More Hawaiian shirt weather at MB last night. At sunset, bats fed near Venus and mosquitoes fed on me. James, Albert, Bob and another gentleman (sorry I forgot your name) arrived, along with the ranger who told us of "complaints" they've received of people "wandering away from the lot." James assured her that TAC-Os only care for the celestial not the terrestrial but as she left she securely locked the gate behind her (unconscious aggression?)

As on the night previous, fog covered the city like an impromptu power blackout so once the moon set at 1130pm, the eastern light dome was very small. Shimmering crickets reached all the way to the Milky Way, interrupted at 1am by coyotes like Native American warriors. In the quiet acoustic bowl at MB it's easy to overhear conversation... Albert told James that in response to America's economic scandals, corporate corruption should be computer-modeled and I almost dropped my eyepiece laughing, as another post-Perseid bolide flashed like fireworks with the sound off.

Maybe Comet C/2002 O4 (HOENIG) will bring us more fireworks one day... I found it with Albert's help 1/2 degree from Kappa Cephei glowing dimly at 10th magnitude. Over the course of the evening I saw it move ... maybe 15 arc minutes (?). Like watching the hour hand on the cosmic clock. Speaking of cosmic clocks, Bob says the moon moves at 1/2 degree per hour, climbing backward into the sky. and I saw its dark limb gobble up a star in Libra (alpha? iota?). The seeing was fantastic! Saw things like tiny craters inside Hercules and the walled plain Posiedonius along the terminator, jesus, more and more detail in the Montes Alpes, and those isolated peaks poking out of the shadow.

Then binoculars in Sagittarius heaven... the M24 Star Cloud distinctly defined by those dark Barnard clouds on each side. In art we tell our students to become aware of "negative shapes" defining objects in a painting, and the Milky Way is sculpted this way everywhere!

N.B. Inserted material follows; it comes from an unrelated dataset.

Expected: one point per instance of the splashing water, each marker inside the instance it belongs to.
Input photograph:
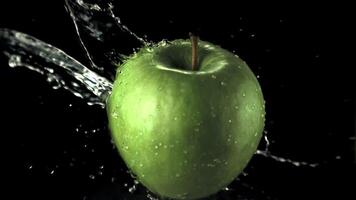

Then back to the scope and M16 at 110x (James can you really make out the "Pillars of Creation" at the bottom of that "S" asterism?) Then up to the Veil, why don't all supernovae leave a ring like this? Albert says it depends on what the explosion ploughs into as it expands. In this case the cirrus-like clouds are so like our cirrus clouds on Earth, why does the Universe please us with such visual rhyme? The steady seeing continued so I paid my respects to a few globs... pulsing star flower M13 and then M22's lop sided flat-top shape. Tiny M54 underneath the teapot, the books say it's the remnant of the Sagittarius Dwarf galaxy being torn apart by the Milky Way ... speculation that all the globs were once centers of orbiting bits of irregular galaxies until each was torn and merged with the Mother, leaving the glob to circle the Milky Way like fireflies. At 90,000 light years I couldn't resolve any stars but it sure was a bright little dude ... like trying to resolve a galaxy with spiral arms.

Then through his 6" travel scope Albert showed us Uranus near Mu Capricorni... it really is green .. and twice as far away as Saturn... Finally, the Wild Duck cluster M11 so steady at 110x, a chevron of lights flying in formation with that really bright star dead center - is it part of the cluster or a foreground star? Burnham and O'Meara are ambiguous on this, so does anyone know?. Bob says an 11-year-old girl told him at a star party once that M16 is no wild duck, but an angel fish. So the Angel Fish Cluster it is!

Bob says eleven-year-old girls should rename all the clusters. Lewis Carroll would agree.